L'architecture de Sabatini est rythmée, ou plutôt répétitive à l'envi, sa fonction d'hospice et son économie lui ayant interdit tout ornement, toute frivolité. Celle de Nouvel apparaît composite, déstructurée. Ce sentiment est amplifié par une façon assez systématique de laisser les structures en suspens, comme inachevées, et par une multitude de niveaux, de terrasses, d'escaliers, de cages d'ascenseur. Il est renforcé encore par de nombreuses cloisons de verre, propres à démultiplier les reflets, mais aussi à limiter les courants d'air, en l'occurrence la pollution, et le bruit insupportable de la circulation des voitures au pied de l'édifice.

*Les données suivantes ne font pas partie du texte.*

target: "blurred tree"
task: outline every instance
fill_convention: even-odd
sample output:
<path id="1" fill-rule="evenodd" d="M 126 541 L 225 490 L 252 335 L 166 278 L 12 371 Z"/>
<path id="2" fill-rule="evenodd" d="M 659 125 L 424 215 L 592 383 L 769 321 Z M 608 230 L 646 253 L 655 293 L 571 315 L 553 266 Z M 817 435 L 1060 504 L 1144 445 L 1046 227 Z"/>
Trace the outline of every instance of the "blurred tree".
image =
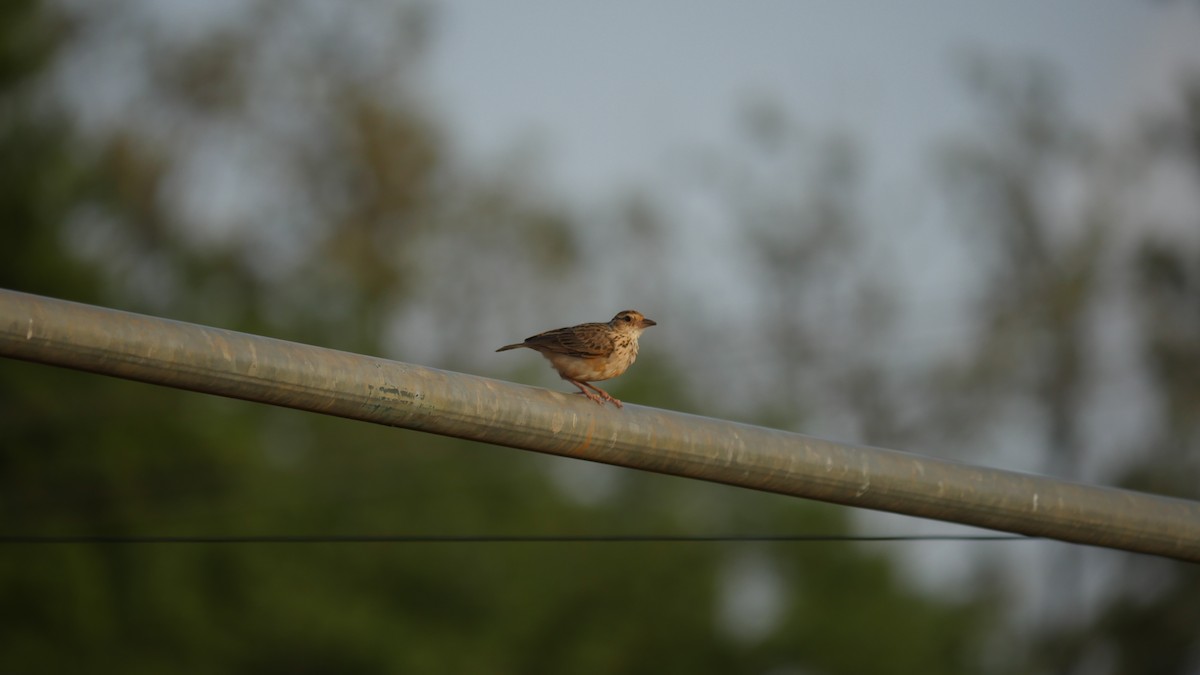
<path id="1" fill-rule="evenodd" d="M 62 134 L 63 121 L 41 114 L 36 74 L 53 53 L 59 24 L 35 0 L 0 8 L 0 286 L 45 293 L 87 293 L 91 270 L 61 255 L 57 228 L 69 196 L 87 190 L 85 163 Z M 85 295 L 95 299 L 96 295 Z"/>
<path id="2" fill-rule="evenodd" d="M 1103 299 L 1096 267 L 1110 223 L 1087 211 L 1064 222 L 1056 212 L 1088 142 L 1061 110 L 1054 77 L 985 62 L 972 75 L 991 134 L 952 147 L 946 175 L 984 271 L 979 339 L 945 402 L 976 427 L 1007 424 L 1004 411 L 1032 398 L 1046 469 L 1077 476 L 1089 311 Z"/>
<path id="3" fill-rule="evenodd" d="M 860 149 L 846 134 L 805 134 L 771 105 L 750 107 L 743 122 L 746 142 L 737 154 L 702 157 L 702 192 L 711 200 L 710 208 L 736 224 L 741 246 L 725 253 L 745 257 L 753 303 L 745 315 L 722 314 L 712 320 L 722 329 L 738 329 L 738 347 L 730 348 L 731 338 L 724 330 L 706 346 L 722 353 L 720 359 L 712 359 L 712 367 L 700 369 L 724 387 L 723 400 L 714 399 L 710 405 L 727 414 L 728 399 L 736 398 L 750 402 L 757 423 L 903 445 L 911 437 L 900 414 L 904 392 L 894 389 L 900 379 L 891 372 L 883 349 L 891 339 L 900 289 L 889 283 L 892 268 L 878 264 L 870 252 L 878 240 L 872 239 L 877 231 L 863 207 L 867 168 Z M 742 328 L 747 326 L 751 328 Z M 707 337 L 706 330 L 711 328 L 697 327 L 700 340 Z M 724 506 L 746 513 L 750 522 L 761 520 L 767 507 L 744 494 L 730 495 Z M 826 528 L 832 517 L 837 518 L 836 527 L 850 526 L 845 510 L 797 506 L 793 518 L 801 517 L 801 508 L 810 510 L 806 517 L 812 522 L 826 520 Z M 764 560 L 786 570 L 782 576 L 793 587 L 791 602 L 827 610 L 784 613 L 784 630 L 772 632 L 763 643 L 763 653 L 777 655 L 776 664 L 818 672 L 877 670 L 884 667 L 878 657 L 894 640 L 909 645 L 902 656 L 888 657 L 886 667 L 899 671 L 1007 667 L 985 644 L 987 636 L 999 631 L 994 621 L 998 598 L 985 590 L 986 585 L 954 597 L 960 614 L 922 612 L 919 618 L 913 614 L 900 619 L 892 612 L 905 612 L 904 603 L 893 605 L 876 597 L 871 618 L 858 612 L 839 616 L 832 608 L 834 598 L 855 596 L 854 587 L 887 578 L 886 584 L 898 584 L 899 590 L 907 582 L 894 578 L 883 559 L 873 563 L 878 565 L 875 572 L 871 565 L 855 565 L 852 572 L 832 575 L 822 570 L 839 567 L 843 559 L 835 552 L 822 551 L 799 562 L 784 551 L 771 550 Z M 876 572 L 882 576 L 876 577 Z M 832 577 L 842 581 L 829 581 Z M 810 584 L 808 579 L 827 581 Z M 935 627 L 943 620 L 949 623 Z M 951 625 L 968 629 L 963 640 L 953 637 Z M 880 638 L 879 644 L 861 641 L 884 633 L 888 637 Z M 932 634 L 947 640 L 930 642 Z M 802 658 L 812 645 L 799 635 L 834 648 Z M 764 662 L 763 668 L 769 665 Z"/>
<path id="4" fill-rule="evenodd" d="M 1083 480 L 1097 367 L 1089 358 L 1097 354 L 1096 307 L 1106 300 L 1099 267 L 1112 224 L 1086 208 L 1064 215 L 1059 204 L 1090 141 L 1062 110 L 1061 87 L 1044 67 L 980 59 L 969 75 L 990 133 L 951 146 L 946 176 L 979 269 L 976 337 L 966 359 L 947 364 L 932 400 L 952 428 L 1015 436 L 1035 468 Z M 1064 549 L 1047 568 L 1055 595 L 1040 608 L 1047 623 L 1078 616 L 1080 555 Z"/>
<path id="5" fill-rule="evenodd" d="M 708 158 L 704 181 L 736 223 L 741 247 L 729 256 L 743 259 L 753 298 L 737 321 L 753 328 L 739 331 L 744 348 L 721 359 L 725 370 L 711 379 L 747 387 L 738 398 L 756 423 L 903 445 L 885 349 L 902 291 L 872 250 L 889 237 L 867 213 L 862 149 L 844 131 L 806 134 L 767 103 L 750 106 L 742 122 L 747 149 Z"/>
<path id="6" fill-rule="evenodd" d="M 512 172 L 456 167 L 409 98 L 427 10 L 260 0 L 192 21 L 153 3 L 0 11 L 0 143 L 23 158 L 0 165 L 6 239 L 18 243 L 0 253 L 5 285 L 454 363 L 496 320 L 488 296 L 551 286 L 579 260 L 568 210 Z M 114 58 L 129 68 L 106 72 Z M 23 107 L 26 83 L 46 72 L 41 105 L 60 117 Z M 631 229 L 656 236 L 648 213 L 631 209 Z M 645 365 L 633 386 L 648 400 L 687 400 L 668 365 Z M 9 533 L 846 528 L 841 510 L 653 475 L 588 503 L 548 479 L 570 460 L 30 364 L 0 363 L 0 397 Z M 988 669 L 991 598 L 929 598 L 882 555 L 849 546 L 757 551 L 11 547 L 0 670 Z M 765 589 L 753 596 L 762 606 L 741 598 L 747 583 Z"/>
<path id="7" fill-rule="evenodd" d="M 1169 147 L 1174 161 L 1182 151 L 1191 175 L 1200 175 L 1192 142 L 1200 127 L 1192 117 L 1157 125 L 1147 138 L 1172 142 L 1138 141 L 1130 150 L 1127 142 L 1083 133 L 1043 69 L 980 62 L 973 72 L 991 131 L 953 146 L 946 174 L 985 272 L 972 348 L 931 380 L 931 433 L 1024 446 L 1046 471 L 1067 478 L 1196 498 L 1196 229 L 1144 222 L 1131 183 L 1154 181 L 1153 162 L 1136 158 L 1156 146 Z M 1064 194 L 1077 198 L 1065 202 Z M 1133 327 L 1131 335 L 1114 339 L 1122 325 Z M 1145 368 L 1133 379 L 1154 403 L 1101 395 L 1118 363 Z M 1125 383 L 1131 390 L 1137 388 Z M 1141 421 L 1141 433 L 1121 433 L 1118 420 L 1129 419 L 1123 413 L 1147 408 L 1161 422 Z M 1106 440 L 1113 438 L 1119 443 Z M 1089 452 L 1102 439 L 1121 462 Z M 1098 468 L 1114 464 L 1122 467 L 1115 475 Z M 1194 672 L 1200 617 L 1189 608 L 1200 599 L 1200 576 L 1185 565 L 1125 556 L 1085 603 L 1082 582 L 1097 569 L 1092 560 L 1066 549 L 1043 582 L 1044 616 L 1022 631 L 1033 646 L 1033 671 L 1090 672 L 1104 662 L 1113 673 Z M 1131 629 L 1145 621 L 1154 628 Z"/>
<path id="8" fill-rule="evenodd" d="M 1137 154 L 1144 175 L 1178 171 L 1200 188 L 1200 77 L 1181 86 L 1177 115 L 1151 120 Z M 1159 219 L 1160 216 L 1149 216 Z M 1136 457 L 1120 483 L 1138 490 L 1200 499 L 1200 214 L 1176 222 L 1142 222 L 1122 264 L 1130 273 L 1136 348 L 1157 403 L 1155 424 L 1128 453 Z M 1129 557 L 1119 583 L 1074 630 L 1050 636 L 1048 672 L 1102 658 L 1115 675 L 1179 674 L 1200 669 L 1200 571 L 1195 565 Z"/>

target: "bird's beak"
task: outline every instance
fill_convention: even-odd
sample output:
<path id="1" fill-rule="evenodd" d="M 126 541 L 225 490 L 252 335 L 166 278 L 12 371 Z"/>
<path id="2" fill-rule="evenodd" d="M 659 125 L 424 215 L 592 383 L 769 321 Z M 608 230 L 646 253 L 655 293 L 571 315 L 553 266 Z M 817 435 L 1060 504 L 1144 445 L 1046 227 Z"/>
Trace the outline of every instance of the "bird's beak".
<path id="1" fill-rule="evenodd" d="M 647 319 L 646 317 L 642 317 L 642 328 L 649 328 L 650 326 L 657 326 L 657 325 L 658 325 L 657 321 L 653 321 L 651 319 Z"/>

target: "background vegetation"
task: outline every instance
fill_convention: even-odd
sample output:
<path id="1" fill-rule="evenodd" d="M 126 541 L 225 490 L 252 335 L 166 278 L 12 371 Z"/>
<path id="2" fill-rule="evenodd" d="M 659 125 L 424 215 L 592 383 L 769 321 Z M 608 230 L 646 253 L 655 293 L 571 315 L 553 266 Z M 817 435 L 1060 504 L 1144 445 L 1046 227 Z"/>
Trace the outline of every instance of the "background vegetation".
<path id="1" fill-rule="evenodd" d="M 0 286 L 551 385 L 543 364 L 490 349 L 611 313 L 575 314 L 572 298 L 614 275 L 598 296 L 662 323 L 618 396 L 968 461 L 1020 446 L 1013 468 L 1200 497 L 1200 222 L 1145 208 L 1164 176 L 1200 180 L 1200 77 L 1180 83 L 1178 114 L 1114 143 L 1062 109 L 1053 73 L 969 69 L 979 129 L 947 139 L 936 169 L 960 225 L 928 252 L 971 261 L 970 337 L 948 349 L 906 320 L 924 300 L 880 254 L 906 235 L 868 215 L 851 137 L 765 106 L 739 151 L 694 158 L 709 208 L 739 223 L 727 254 L 755 271 L 745 314 L 720 315 L 672 273 L 687 233 L 656 195 L 597 225 L 536 166 L 452 159 L 452 130 L 410 83 L 430 10 L 364 3 L 391 36 L 369 51 L 337 20 L 247 6 L 245 25 L 191 40 L 140 27 L 138 104 L 107 118 L 52 84 L 113 48 L 118 19 L 0 6 Z M 254 208 L 214 206 L 220 181 Z M 759 330 L 732 349 L 745 320 Z M 1131 406 L 1154 424 L 1102 434 L 1098 416 Z M 8 534 L 882 526 L 916 528 L 0 362 Z M 1052 543 L 0 555 L 3 672 L 1190 673 L 1197 625 L 1194 566 Z"/>

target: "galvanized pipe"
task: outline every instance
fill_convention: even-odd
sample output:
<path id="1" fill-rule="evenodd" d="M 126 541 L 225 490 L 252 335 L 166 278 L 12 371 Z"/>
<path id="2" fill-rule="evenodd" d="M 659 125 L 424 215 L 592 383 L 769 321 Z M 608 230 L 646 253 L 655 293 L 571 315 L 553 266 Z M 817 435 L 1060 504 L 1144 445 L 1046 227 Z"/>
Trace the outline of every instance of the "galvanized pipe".
<path id="1" fill-rule="evenodd" d="M 1200 503 L 0 290 L 0 355 L 755 490 L 1200 562 Z"/>

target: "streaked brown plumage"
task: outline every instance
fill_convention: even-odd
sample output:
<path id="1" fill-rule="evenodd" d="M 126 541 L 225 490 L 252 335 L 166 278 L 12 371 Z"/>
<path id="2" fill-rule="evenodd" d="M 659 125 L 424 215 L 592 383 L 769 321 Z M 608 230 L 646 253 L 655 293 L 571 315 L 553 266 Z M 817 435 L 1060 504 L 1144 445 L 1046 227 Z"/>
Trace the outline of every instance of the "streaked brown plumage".
<path id="1" fill-rule="evenodd" d="M 559 377 L 579 387 L 584 396 L 600 405 L 611 401 L 620 408 L 620 401 L 590 383 L 625 372 L 637 358 L 638 337 L 654 325 L 655 322 L 642 316 L 641 312 L 627 309 L 618 312 L 608 323 L 556 328 L 525 338 L 524 342 L 504 345 L 496 351 L 528 347 L 539 352 L 550 361 Z"/>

A l'instar de la morosité de cette première journée, peu propice à la sérénité du regard, l'aile Nouvel mais son concepteur pouvait le prévoir est en effet en prise directe avec l'inhospitalière Ronda di Atocha, l'avenue qui relie la gare à la Glorieta de Embajadores, infernal rond-point peu favorable au sentiment de paix qu'on attend d'un centre culturel. Le Portugais Alvaro Siza a été appelé pour redessiner la voirie et les espaces publics du quartier. L'achèvement des travaux sera le bon moment critique pour regarder sereinement le travail du Français.
Jean Nouvel vient de terminer deux autres réalisations en Espagne, l'Hôtel Puerta America, à Madrid, où le Français a convié une vingtaine de ses confrères à faire sourire l'architecture, et la tour Agbar de Barcelone (le Monde 2 du 17 septembre). Le profil phallique d'Agbar avait d'abord suscité rejet et ironie. Pixellisée, illuminée, elle se révèle être un signal magnifique, en plein accord avec le paysage de la métropole catalane. Curieusement, cet objet est aussi fermé et secret que l'aile Sabatini du Reina Sofia. Il entre en symbiose avec Barcelone comme le fait l'ancien hospice avec Madrid. Une qualité qui manque aujourd'hui à l'extension de Jean Nouvel.